Ernstson, H., & Sörlin, S. (2013). Ecosystem services as technology of globalization: On articulating values in urban nature. Ecological Economics, 86, 274–284. doi:10.1016/j.ecolecon.2012.09.012

Cape Town
Publication type
Scientific article (peer-reviewed)
CityLab Programme
DOI Title
Ecosystem services as technology of globalization: On articulating values in urban nature
Ecological Economics
Henrik Ernstson Sverker Sörlin
Published year
Economics and Econometrics General Environmental Science
Urban Nature Protection Postpolitical New Public Management NPM Actor-Network Theory ANT The Economics of Ecosystems and Biodiversity TEEB ICLEI - Local Governments for Sustainability



The paper demonstrates how ecosystem services can be viewed and studied as a social practice of value articulation. With this follows that when ecosystem services appear as objects of calculated value in decision-making they are already tainted by the social and cannot be viewed as merely reflecting an objective biophysical reality. Using urban case studies of place-based struggles in Stockholm and Cape Town, we demonstrate how values are relationally constructed through social practice. The same analysis is applied on ecosystem services. Of special interest is the TEEB Manual that uses a consultancy report on the economic evaluation of Cape Town's ‘natural assets’ to describe a step-by-step method to catalog, quantify and price certain aspects of urban nature. The Manual strives to turn the ecosystem services approach into a transportable method, capable of objectively measuring the values of urban nature everywhere, in all cities in the world.
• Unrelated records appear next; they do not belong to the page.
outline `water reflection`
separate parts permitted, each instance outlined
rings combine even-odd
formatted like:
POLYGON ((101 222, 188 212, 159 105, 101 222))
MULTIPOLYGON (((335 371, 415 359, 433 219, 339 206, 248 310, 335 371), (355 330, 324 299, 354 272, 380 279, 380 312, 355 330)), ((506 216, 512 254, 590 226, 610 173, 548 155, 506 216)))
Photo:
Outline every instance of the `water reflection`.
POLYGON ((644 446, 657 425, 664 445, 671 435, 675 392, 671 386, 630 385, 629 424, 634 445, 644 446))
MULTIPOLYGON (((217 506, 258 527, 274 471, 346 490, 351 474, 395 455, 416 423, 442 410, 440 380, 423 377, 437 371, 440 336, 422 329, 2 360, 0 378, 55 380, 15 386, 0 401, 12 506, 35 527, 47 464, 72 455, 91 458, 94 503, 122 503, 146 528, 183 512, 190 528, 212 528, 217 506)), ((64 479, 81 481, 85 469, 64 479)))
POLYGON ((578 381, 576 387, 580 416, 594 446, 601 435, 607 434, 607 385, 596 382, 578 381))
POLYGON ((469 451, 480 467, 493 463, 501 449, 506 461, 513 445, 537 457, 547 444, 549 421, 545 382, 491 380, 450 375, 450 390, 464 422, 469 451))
With its gesture of being universal and objective, the article suggests that the ecosystem services approach is a technology of globalization that de-historicizes and de-ecologizes debates on urbanized ecologies, effectively silencing other—and often marginalized—ways of knowing and valuing. The paper inscribes ecosystem services as social practice, as part of historical process, and as inherently political. A call is made for critical ethnographies of how ecosystem services and urban sustainability indicators are put into use to change local decision-making while manufacturing global expertise.